Rumours of Italian bureaucracy have always been rife, so when, in early 2013, I permanently moved from Ireland to Italy, I was mentally prepared for hassles.
However, without any fuss whatsoever, I opened an Italian bank account, bought a new apartment, was granted full residency status, purchased a brand new Fiat 500, got fully comprehensive car insurance and been accepted by the health service. A fair bit of queuing had been involved, but no major dramas or delays. I began to think that the rumours I had heard about the allegedly trundling juggernaut of Italian bureaucracy had been somewhat exaggerated.
But wait please! Aspetta per favore!
I had yet to apply to have the address changed on my driving licence; a relatively simple procedure you might think. After all, I was now a resident, had my own little car and was driving on an EU licence; to my mind I was almost a bona fide Italian!
But here was where I met my Waterloo in the form of the Italian driving licence authorities.
In November 2013, I went to ACI (Automobile Club of Italy), who act as agents for driving licence applications, and applied to swap my Irish address for my new Italian one here in the Veneto.
“Nessun problema! No problem!” the lady behind the counter assured me. I was sent away to get little photos taken, brought back to do an eye test and then I waited. And I waited. And waited…….
After countless visits to see the lady at ACI, Sandra (we were on first name terms by now) discovered the root cause of the long delay. The problem, apparently, arose due to the fact that I had lived in South Africa during the nineties and this had entailed exchanging my Irish/EU licence for a South African one.
On my return to Ireland in 2000, I had handed the green ID book to the Irish licencing authorities and received a brand new Irish/EU driving licence with no trouble at all. However, little did I know that the fatal number “70” was lurking in the column under the heading “Restrictions”. This innocuous-looking number indicated that my driving licence was a substitute licence from a country outside the EU.

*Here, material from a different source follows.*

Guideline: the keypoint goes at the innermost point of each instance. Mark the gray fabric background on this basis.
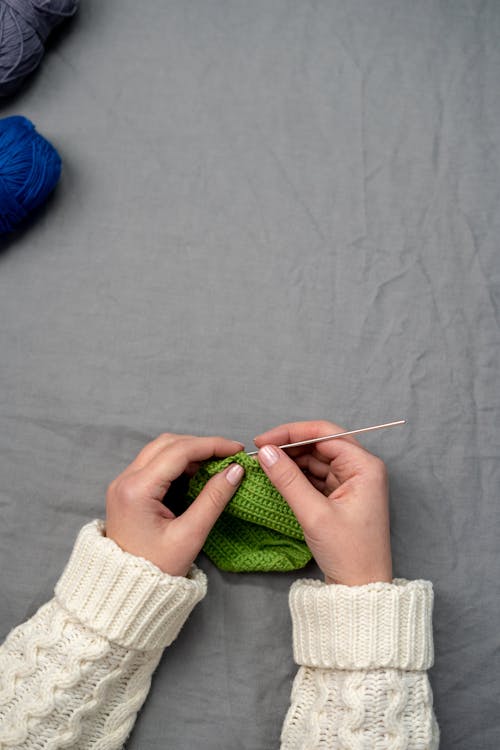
(269, 211)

On Sandra’s advice, I duly applied for a clearance certificate from the licencing authority in Ireland, which I submitted to ACI. But even this did not suffice and they then wanted written proof that I had actually done a driving test. The fact that I could not possibly have an EU licence if I had not done a driving test was of no interest to them. They wanted proof! Unfortunately, the Irish authorities do not hold records of ancient pre-computer-era driving tests and consider the clearance certificate more than adequate proof of legitimacy. I even produced an International licence, issued in Ireland, dated 1974, as proof that I had been holding a licence prior to my stint in South Africa, but perhaps they didn’t equate the young girl in the photo with the not-so-young woman on the up-to-date one! Who knows, but it appeared to make no difference and, needless to mention, I was incredibly frustrated by this time, more than two years after my initial application.
But Sandra, my over-the-counter friend, kept up the pressure on my behalf. Every time I walked into ACI she threw her hands in the air crying “Aspetta per favore!” Finally she sent my application to Venice, where they, in their turn, got in contact with the Irish Consulate in Rome for verification.
In the meantime I had had enough time, between applying for my new licence and receiving it, to meet and marry a wonderful American gentleman of similar vintage in a full-on Italian civil wedding (read Moving On).
We are currently putting the finishing touches to our newly built home in Puglia, where we plan to move later this year.
Finally, on July 21st, 2016, while my brand new husband and I were wrapping up our honeymoon with lunch in Asolo, I checked my emails only to find that my licence was ready for collection; just two years and eight months after I initially applied for a change of address.
Picking up my brand new Italian driving licence the next day, there was no “Aspetta per favore!” to greet me, just lots of smiles, and I honestly felt that Sandra was even happier than I was. In fact, I’m sure she’ll miss me!